Pilpres yang hanya menyisakan sedikit pilihan, itu pun bergantung partai-partai, membuat calon-calon presiden yang barangkali punya kemampuan berlipat-lipat di atas Jokowi “menghilang dari pandangan”. Sekarangpun, sepertinya hanya Prabowo saja yang terlihat “sepadan” untuk bersaing dengan Jokowi, bahkan ada yang secara iseng menempatkan namanya menjadi cawapres Jokowi.
Baca: Pengamat: Duet Jokowi-Prabowo dalam Pilpres 2019 Pasti Unggul
Tidak adakah yang berjuang untuk memoles citra dari orang-orang yang berkompeten agar maju menjadi presiden? Apakah tidak ada? Banyak, sebenarnya. Hanya saja, seringkali rakyat sendiri tidak mampu bergerak sejalan sepenanggungan dan bahkan bertengkar mencari keuntungan atas orang lain, sehingga yang dijadikan pertimbangan hanyalah “aku menang mereka kalah”.
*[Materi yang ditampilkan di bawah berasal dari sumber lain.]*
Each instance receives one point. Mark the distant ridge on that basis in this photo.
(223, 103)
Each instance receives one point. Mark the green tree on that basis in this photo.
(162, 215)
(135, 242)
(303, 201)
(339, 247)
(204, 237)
Menjadi kewajiban bagi orang yang arif dan bijak untuk menyadarkan masyarakat bagaimana memilih pemimpin yang terbaik bagi Indonesia, tidak bergantung hanya kepada pilihan partai-partai. Caranya barangkali dengan bersegera memunculkan ke media publik para tokoh yang terbukti terasah kemampuannya dilihat dari riwayat jabatan yang dilaluinya. Percuma punya kemampuan mumpuni, tapi tak memiliki citra sebenarnya di khalayak luas.
Untunglah, ada manusia pemberani di negeri ini. Mereka secara percaya diri menyatakan siap memimpin negeri, menjadi alternatif bagi rakyat untuk memilih. Selain Prabowo, ada orang-orang yang barangkali lebih berkompeten menjadi presiden, seperti Yusril Ihza Mahendra, Rizal Ramli, dan yang paling muda Anis Matta.
Sudah sejak lama YIM, julukan Yusril, menyatakan diri bisa mengelola negara dengan menjadikan hukum sebagai ujung tombaknya. Pengalaman sebagai menteri di beberapa kabinet pemerintahan membuktikan kemampuannya mengelola negara. Sedangkan di bidang politik, ia buktikan dengan kepemimpinannya di Partai Bulan Bintang yang baru saja sukses diloloskan sebagai peserta pemilu 2019. Apalagi, dirinya ahli dalam bidang tata negara. Bukankah semua senang jika negara tertata?
Berikutnya, seorang muda bernama Anis Matta, memantapkan diri untuk maju memimpin bangsa dengan slogan yang sudah tersebar di seluruh pelosok negeri: “Arah Baru Indonesia”. Walau pengalamannya di pemerintahan sedikit, namun kepemimpinannya diakui banyak orang setelah mampu mengembalikan partainya yang sempat terpuruk karena kasus yang menimpa Luthfi Hasan Ishaq (LHI).
Yang terbaru, muncul deklarasi dari Rizal Ramli, mantan menteri dari beberapa kabinet yang berbeda. Bahkan, pernah dipercaya oleh Jokowi untuk menjadi menteri, walaupun sebentar. Dirinya juga bukan bagian dari partai politik, sehingga lebih bisa menjadi alternatif yang menyegarkan. Kompetensinya tak usah diragukan dengan berbagai kebijakan yang terbukti ampuh mengatasi berbagai masalah di tingkat nasional dan diakui di tingkat internasional.
Obat memang pahit, negara yang dewasa pasti siap menelan demi kebaikan. Kalau Indonesia belum siap terlepas dari citra-citra manis, maka tugas para arif membungkusnya. Demi Indonesia lebih baik.